I don't think it's that expensive to do. All it takes is one well written package that is easy to install and this will be come standard.
I could even see a data broker centralizing this and distributing tracking to all of their clients. The client would just need to communicate with the central broker, which is not hard at all.
You also get to do it on your fast cloud backend infrastructure instead of the end-users home computer and ISP. They will appreciate the increase in page load speed and overall responsiveness, and as a bonus they can't use ad blockers or hostfile tricks anymore.
Embedding 3rd party JS as first party is a security nightmare or a wet dream for malvertising and already here, eg. via extra DNS records lifting ad servers into the first party.
I think many adtech companies (at least in affiliate marketing) use redirects because third party cookies are unreliable and redirects make all the cookies first party. As mentioned elsewhere, they’ve also been switching to proxies and other such techniques to make it even harder to block their tracking endpoints.
> include the script on their web server, so their cookies become "first party" again.

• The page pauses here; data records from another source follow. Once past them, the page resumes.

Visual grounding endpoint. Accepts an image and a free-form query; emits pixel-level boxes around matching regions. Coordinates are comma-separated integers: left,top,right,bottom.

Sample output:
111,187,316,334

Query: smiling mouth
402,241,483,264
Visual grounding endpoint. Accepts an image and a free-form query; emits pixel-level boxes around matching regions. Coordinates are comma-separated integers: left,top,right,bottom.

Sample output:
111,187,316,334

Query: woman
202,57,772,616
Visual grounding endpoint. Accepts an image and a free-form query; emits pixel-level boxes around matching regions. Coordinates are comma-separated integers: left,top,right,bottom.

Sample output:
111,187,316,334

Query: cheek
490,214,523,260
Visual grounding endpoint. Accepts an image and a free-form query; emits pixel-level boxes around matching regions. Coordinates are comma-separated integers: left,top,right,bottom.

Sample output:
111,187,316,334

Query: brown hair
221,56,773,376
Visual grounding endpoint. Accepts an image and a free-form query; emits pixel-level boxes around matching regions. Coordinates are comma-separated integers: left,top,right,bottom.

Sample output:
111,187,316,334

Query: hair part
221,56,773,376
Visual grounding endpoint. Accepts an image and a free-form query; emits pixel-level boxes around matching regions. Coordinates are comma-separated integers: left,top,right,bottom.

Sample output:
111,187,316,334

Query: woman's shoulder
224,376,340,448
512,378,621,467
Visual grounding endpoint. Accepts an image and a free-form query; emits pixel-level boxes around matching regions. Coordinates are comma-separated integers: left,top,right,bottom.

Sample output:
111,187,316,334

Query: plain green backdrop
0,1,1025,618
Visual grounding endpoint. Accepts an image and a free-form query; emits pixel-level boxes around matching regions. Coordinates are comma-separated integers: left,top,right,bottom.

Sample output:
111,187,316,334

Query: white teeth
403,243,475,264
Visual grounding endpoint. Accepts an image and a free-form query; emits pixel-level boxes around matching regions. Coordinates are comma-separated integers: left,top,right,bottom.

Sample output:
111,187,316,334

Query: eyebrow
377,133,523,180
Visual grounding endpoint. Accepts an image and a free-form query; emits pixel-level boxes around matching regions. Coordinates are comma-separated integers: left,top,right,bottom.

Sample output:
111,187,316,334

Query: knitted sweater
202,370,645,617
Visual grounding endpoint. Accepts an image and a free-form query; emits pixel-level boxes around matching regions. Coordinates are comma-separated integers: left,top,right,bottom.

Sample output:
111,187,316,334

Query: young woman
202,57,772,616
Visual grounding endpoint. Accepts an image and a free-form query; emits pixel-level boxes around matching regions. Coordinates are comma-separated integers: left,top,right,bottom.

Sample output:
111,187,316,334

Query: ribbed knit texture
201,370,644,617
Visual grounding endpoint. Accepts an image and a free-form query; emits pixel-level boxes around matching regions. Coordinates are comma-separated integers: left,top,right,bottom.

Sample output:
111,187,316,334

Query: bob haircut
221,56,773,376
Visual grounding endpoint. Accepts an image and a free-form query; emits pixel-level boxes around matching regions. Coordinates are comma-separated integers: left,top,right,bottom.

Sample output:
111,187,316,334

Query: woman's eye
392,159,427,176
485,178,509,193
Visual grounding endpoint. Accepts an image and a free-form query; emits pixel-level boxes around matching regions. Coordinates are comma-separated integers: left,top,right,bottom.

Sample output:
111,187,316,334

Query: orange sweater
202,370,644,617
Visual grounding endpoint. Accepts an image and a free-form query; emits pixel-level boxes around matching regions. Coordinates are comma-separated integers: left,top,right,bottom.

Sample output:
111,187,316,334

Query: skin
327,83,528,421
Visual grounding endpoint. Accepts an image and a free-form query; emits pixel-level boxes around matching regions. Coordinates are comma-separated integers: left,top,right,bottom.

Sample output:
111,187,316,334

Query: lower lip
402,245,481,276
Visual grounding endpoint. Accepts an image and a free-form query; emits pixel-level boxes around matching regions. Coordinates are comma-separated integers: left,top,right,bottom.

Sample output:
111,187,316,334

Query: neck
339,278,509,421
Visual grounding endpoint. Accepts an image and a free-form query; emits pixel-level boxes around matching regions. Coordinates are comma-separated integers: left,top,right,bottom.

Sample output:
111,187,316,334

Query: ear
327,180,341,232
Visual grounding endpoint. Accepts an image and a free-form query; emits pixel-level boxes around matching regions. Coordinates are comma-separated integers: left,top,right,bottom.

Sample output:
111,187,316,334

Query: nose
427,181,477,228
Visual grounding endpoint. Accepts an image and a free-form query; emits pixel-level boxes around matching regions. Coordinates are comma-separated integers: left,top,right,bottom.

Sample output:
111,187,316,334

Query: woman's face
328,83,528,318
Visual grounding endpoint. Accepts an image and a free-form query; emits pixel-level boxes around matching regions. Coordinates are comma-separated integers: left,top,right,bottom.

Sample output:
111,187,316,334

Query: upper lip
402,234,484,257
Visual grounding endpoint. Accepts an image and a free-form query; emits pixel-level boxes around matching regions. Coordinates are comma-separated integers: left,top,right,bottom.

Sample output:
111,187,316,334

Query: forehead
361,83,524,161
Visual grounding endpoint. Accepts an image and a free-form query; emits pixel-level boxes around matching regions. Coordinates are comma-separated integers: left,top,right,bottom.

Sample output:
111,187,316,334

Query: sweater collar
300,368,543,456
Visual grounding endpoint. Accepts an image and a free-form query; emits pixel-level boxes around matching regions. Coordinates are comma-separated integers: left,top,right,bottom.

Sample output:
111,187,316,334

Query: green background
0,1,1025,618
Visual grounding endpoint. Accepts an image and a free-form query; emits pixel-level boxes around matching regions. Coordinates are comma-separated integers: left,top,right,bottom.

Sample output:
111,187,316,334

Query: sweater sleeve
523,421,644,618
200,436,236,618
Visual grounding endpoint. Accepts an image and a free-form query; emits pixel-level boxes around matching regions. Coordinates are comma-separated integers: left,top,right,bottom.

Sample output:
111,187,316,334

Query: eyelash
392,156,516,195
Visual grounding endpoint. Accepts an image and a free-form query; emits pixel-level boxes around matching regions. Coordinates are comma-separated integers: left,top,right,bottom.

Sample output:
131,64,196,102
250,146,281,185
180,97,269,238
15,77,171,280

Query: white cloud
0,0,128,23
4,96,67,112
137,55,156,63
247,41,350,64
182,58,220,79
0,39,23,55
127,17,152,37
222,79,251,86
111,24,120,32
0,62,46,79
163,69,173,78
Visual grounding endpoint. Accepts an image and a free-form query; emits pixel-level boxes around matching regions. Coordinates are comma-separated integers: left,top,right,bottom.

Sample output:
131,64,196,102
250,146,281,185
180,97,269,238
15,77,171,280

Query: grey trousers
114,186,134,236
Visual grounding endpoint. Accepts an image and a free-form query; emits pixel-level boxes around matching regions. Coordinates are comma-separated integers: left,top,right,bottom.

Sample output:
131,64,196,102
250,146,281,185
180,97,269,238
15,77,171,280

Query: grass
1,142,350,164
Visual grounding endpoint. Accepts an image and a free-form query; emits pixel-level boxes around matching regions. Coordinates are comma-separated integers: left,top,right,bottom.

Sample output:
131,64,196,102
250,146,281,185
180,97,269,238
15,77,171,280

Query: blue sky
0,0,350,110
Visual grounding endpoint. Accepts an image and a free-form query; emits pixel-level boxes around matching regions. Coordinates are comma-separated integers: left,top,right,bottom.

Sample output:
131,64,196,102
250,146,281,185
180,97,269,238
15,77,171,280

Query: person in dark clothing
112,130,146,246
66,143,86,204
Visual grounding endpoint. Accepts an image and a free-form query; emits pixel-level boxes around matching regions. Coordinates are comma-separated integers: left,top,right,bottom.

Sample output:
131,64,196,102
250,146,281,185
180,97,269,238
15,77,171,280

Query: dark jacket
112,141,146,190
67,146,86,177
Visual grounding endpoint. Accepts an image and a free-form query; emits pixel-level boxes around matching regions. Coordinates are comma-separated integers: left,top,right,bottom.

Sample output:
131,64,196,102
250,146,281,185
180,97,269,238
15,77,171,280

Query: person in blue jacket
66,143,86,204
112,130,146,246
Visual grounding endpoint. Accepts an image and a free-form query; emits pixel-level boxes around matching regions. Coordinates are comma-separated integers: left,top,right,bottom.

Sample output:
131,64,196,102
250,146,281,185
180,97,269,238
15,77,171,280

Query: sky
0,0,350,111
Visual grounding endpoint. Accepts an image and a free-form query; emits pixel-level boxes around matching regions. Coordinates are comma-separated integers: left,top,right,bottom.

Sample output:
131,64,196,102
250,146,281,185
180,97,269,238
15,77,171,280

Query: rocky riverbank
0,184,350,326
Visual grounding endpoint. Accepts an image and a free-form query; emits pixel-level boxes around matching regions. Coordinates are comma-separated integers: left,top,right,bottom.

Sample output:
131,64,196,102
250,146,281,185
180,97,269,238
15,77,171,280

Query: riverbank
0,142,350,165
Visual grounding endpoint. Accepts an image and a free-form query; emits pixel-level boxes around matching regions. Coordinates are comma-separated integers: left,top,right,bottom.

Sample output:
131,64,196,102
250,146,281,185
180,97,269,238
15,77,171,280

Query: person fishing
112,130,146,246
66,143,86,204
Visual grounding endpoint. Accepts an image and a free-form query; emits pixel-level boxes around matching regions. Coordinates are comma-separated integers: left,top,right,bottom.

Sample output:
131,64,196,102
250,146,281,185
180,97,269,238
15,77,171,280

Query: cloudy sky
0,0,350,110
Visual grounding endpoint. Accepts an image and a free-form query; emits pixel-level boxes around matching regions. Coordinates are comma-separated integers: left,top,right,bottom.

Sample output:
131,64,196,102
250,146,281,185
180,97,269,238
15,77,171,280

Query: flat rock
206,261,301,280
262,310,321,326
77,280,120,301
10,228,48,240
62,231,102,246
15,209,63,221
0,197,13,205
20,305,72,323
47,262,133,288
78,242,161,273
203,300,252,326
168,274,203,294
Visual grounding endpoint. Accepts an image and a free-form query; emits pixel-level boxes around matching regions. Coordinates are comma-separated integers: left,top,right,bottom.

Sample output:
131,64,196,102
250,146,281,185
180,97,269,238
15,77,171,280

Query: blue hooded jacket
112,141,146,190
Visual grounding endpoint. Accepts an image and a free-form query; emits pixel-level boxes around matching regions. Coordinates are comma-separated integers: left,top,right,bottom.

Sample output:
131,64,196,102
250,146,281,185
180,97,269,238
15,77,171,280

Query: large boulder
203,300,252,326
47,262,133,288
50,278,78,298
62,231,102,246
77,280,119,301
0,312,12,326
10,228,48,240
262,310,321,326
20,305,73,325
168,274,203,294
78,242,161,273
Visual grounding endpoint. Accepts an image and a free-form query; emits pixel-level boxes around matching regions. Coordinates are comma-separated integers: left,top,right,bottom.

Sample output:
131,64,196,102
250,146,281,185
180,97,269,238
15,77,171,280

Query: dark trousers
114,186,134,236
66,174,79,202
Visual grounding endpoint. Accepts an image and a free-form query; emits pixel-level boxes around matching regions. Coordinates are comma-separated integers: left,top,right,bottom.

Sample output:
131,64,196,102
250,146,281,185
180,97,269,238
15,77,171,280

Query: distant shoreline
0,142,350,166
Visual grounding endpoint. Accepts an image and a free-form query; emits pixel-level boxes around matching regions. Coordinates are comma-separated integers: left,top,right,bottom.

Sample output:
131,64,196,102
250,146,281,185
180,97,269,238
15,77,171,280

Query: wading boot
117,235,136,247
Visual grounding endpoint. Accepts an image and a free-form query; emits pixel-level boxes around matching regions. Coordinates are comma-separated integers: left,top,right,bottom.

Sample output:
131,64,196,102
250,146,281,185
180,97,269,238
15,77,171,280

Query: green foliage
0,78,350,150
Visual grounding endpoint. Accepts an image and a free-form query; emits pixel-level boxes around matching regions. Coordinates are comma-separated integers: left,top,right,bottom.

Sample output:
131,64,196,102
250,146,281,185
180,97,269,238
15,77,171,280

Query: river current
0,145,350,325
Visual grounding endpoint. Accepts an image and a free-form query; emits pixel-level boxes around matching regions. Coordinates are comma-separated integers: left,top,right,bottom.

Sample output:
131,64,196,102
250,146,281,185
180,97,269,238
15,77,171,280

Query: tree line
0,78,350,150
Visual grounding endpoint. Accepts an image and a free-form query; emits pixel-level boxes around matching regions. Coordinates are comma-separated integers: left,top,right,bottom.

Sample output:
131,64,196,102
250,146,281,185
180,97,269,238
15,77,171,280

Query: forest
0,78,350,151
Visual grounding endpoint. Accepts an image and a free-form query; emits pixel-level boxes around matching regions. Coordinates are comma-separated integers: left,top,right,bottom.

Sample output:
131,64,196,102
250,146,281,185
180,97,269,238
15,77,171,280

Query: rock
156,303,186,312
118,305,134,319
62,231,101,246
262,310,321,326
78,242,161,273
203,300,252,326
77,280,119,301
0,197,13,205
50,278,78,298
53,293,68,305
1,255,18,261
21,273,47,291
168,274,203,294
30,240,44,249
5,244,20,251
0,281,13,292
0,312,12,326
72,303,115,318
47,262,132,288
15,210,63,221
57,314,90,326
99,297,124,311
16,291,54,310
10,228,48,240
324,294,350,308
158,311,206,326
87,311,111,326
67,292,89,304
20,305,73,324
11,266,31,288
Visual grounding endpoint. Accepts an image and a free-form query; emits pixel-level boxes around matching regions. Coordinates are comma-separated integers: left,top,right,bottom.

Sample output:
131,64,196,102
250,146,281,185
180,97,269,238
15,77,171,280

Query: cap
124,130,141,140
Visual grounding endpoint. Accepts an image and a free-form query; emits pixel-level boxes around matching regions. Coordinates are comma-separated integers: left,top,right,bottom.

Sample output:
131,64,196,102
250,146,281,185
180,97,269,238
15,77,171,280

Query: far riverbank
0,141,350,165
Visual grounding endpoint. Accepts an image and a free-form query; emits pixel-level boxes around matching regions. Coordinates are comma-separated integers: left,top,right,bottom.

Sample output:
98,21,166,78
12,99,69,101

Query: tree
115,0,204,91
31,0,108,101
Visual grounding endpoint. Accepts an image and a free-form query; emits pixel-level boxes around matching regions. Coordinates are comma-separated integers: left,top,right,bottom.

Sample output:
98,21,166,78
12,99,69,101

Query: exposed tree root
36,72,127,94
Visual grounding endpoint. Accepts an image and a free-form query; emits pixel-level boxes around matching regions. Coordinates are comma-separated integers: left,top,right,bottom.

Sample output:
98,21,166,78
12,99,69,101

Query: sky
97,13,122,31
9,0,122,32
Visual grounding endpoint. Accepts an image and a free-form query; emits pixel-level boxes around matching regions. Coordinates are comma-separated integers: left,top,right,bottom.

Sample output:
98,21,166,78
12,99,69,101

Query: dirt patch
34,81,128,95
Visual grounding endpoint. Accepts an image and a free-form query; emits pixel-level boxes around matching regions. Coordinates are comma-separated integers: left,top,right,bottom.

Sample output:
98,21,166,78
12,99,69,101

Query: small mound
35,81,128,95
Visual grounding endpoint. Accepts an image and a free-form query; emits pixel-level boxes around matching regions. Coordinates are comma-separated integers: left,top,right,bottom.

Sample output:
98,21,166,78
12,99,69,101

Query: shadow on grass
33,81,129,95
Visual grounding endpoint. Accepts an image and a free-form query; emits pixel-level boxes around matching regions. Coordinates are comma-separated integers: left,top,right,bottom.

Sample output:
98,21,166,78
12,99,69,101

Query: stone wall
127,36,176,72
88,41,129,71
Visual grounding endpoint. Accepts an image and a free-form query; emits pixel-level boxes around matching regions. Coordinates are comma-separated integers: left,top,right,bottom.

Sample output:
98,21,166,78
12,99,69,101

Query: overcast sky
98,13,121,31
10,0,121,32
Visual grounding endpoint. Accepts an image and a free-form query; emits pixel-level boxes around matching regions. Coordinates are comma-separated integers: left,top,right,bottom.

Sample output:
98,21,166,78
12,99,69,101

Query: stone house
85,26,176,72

That script would execute with the origin of the server. It's access to resources and /shared state/ would be hampered by this. So as a cross-site tracking strategy I don't think this works.
> I don't understand how this helps the web unless protections against tracking itself, not the methods used, are established.
Which is why I think state partitioning[0] and CHIPs[1] are good technologies. It allows previously existing standards, like cookies, to continue to exist and function mostly as expected, but provides the user a good amount of default security against cross site trackers and other malware.
Your point is pretty useless, as you assume the web server admins want to be more secure. The opposite is the case, usually they deliberately open up their security model to accomodate 3rd party tracking scripts. For example, Content-Security-Policy headers can effectively prevent all sorts of xss attacks, but they will also prevent 3rd party tracking scripts etc.
You've misunderstood my point. It's not what the server admins want it's what the security policy will allow. If two sites, on two different domains, both use the same script, served directly from their domains, it creates absolutely no workaround for third party cookies. This is because the two sites have different origins. CSP does not create a bypass in this case.
This doesn’t actually help. If you consider Prebid, Criteo already has js running on the site serving the ads, but that js has no mechanism to figure out whether the user has something in their cart and is eligible for retargeting.
The workaround is looking more and more like IP, fingerprinting, and AI. I’d argue this is worse than 3p cookies, which were at least dumb and easy to clear.
Proxies for analytics are already a thing. E.g. plausable shows you how to set one up. A 3rd party cookie can however be the same value sent again and again from the same browser from different sites to the central server tracking you across the web. The global who you are is in the cookie.